Но мы не двигались и смотрели друг на друга затуманенно — вот-вот заплачем. Совсем не старые, не измученные, здоровые и даже счастливые, но утратившие детство, наше с ним желание спорить и доказывать свою правоту, наше с ним насмешливое и ревнивое чувство друг к другу, единственно чего не утратившие — нашей любви друг к другу, такой скрываемой от самих себя, неуловимой, почти несуществующей и такой явной.
Как, помню, обретя сразу двух, хоть и двоюродных, братьев, как обогатилась их раздраженной любовью, их полупрезрительной, задиристой и нежной любовью, какой стала счастливо-несчастной!
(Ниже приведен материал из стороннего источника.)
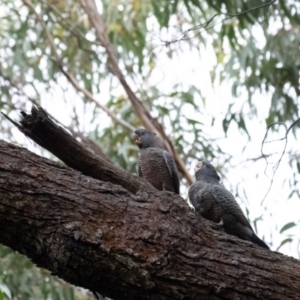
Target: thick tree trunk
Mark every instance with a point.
(148, 245)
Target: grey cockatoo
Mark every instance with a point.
(217, 204)
(155, 164)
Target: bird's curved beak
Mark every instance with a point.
(198, 166)
(136, 138)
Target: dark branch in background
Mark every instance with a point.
(287, 130)
(77, 134)
(70, 77)
(142, 113)
(41, 129)
(207, 24)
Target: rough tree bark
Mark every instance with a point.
(147, 246)
(138, 244)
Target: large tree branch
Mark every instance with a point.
(143, 114)
(69, 76)
(147, 246)
(41, 129)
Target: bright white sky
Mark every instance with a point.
(190, 68)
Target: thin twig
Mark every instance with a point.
(206, 24)
(275, 168)
(90, 8)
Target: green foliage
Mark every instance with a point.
(20, 279)
(256, 53)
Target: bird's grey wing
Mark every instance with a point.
(201, 197)
(172, 168)
(229, 205)
(140, 171)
Хоть нас так оберегали от нее (тетка, дед) после, когда были уже в институте, да и прежде, с шестого класса, когда она вспыхнула, как ссора, любовь, полная презрения и ненависти, — и никогда не прекратилась.
Всякие мои знакомые мальчишки — Вали, Геши и прочие — существовали и приходили, и я говорила всем, что они мне нравятся или не нравятся, но все они были будто бы случайно рядом с моими братьями, существовали сами по себе, а мои братья были всегда моими, рядом со мной и даже для меня, хотя, упаси бог, чтобы они что-то делали мне, — никогда, или всегда с таким видом, будто это им страшно тяжко, но были, и были всегда лучшими. Я это именно и ощущала, что они — мои и лучшие из всех, но не для меня. Не мне предназначены, не достижимы, потому — особенно любимые.